Kenya: Copyright regulator cancels royalty body's licence

In a move to clean up the collection of music royalties, government regulator the Kenya Copyright Board (KECOBO) has declined to renew the annual licence of a collective management organisation (CMO).

Kenyan pop group Elani last year accused MCSK of defrauding them of royalties. Photo: Mpasho
Kenyan pop group Elani last year accused MCSK of defrauding them of royalties. Photo: Mpasho

The Music Copyright Society of Kenya (MCSK) has been rendered defunct after failing to produce its latest audited financial statements for the year ending June 2016, declare the amount of royalties collected and provide a list of its members.

KECOBO executive director Edward Sigei said these were mandatory documents under the Copyright Regulations, 2004 and were useful in determining the MCSK’s suitability to function as a collecting body.

“The board found that the society did not qualify for renewal since an assessment of the society’s performance for the past year was not possible.
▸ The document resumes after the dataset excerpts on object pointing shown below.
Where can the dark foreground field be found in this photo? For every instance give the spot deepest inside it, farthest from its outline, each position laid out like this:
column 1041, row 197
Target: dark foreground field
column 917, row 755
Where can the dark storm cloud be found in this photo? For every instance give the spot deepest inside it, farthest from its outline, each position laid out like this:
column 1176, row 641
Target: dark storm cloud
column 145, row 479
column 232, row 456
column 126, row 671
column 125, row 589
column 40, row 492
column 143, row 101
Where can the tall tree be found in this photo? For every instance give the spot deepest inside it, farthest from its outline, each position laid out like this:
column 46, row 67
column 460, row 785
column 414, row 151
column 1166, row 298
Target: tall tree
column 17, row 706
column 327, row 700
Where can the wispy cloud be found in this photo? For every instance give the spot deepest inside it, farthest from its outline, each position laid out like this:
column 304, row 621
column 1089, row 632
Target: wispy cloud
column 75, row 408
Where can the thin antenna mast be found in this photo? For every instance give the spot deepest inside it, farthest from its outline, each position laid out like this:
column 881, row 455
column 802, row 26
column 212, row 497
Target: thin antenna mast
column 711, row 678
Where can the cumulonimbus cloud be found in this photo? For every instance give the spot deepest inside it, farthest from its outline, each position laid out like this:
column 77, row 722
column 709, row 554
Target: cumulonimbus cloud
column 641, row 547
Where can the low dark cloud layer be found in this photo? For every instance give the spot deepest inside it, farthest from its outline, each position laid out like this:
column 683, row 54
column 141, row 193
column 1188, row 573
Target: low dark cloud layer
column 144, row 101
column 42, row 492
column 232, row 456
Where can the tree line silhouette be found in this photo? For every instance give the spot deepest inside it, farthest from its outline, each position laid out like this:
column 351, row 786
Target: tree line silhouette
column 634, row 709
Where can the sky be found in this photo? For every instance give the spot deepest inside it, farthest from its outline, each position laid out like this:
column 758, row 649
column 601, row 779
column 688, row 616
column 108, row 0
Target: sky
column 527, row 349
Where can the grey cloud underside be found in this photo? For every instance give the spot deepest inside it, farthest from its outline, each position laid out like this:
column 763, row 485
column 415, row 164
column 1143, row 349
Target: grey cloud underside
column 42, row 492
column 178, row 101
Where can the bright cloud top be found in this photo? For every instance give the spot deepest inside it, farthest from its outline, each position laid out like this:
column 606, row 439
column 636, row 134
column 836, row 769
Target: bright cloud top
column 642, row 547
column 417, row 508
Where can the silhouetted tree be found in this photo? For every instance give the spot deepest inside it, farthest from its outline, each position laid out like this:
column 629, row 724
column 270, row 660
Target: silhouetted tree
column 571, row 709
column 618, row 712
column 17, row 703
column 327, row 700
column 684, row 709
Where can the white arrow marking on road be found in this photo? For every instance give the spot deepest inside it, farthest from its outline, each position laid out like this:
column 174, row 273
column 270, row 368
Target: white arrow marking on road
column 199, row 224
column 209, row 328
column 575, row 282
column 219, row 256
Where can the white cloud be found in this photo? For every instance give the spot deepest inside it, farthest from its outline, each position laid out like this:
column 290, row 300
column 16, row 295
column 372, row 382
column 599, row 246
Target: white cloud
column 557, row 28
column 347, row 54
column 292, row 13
As such the application for renewal was rejected,” he said.

Since October last year, the society, which has 15 000 members, has been invited twice by the board to produce audited statements.

The board recommended the renewal of licences for the other two CMOs, the Kenya Association of Music Producers (KAMP) and the Performance Rights Society of Kenya (PRISK), after they met the requirements.

“The licence for KAMP is subject to the raising of royalties paid to its members to above 50% from the current 20%,” Sigei said.

Speaking to ip-watch.org, MCSK CEO Merit Simiyu said personal interests were behind the denial of the licence, since the regulator was aware of a failed digital accounting system that required the society to capture information manually. This, he said, had delayed the submission of MCSK’s audited financial statements. However, Simiyu said MCSK had submitted a draft financial statement.

“We are going to court to challenge the decision,” he said. “We have reciprocal agreements in other countries and this is infringing on the rights of our members.”

But Sigei, during a follow-up meeting with artists expressing concerns about transition and asset recovery, said it was time for a new beginning. “I hope we’ll get a good replacement and my board will make that decision within the next one month,” he said.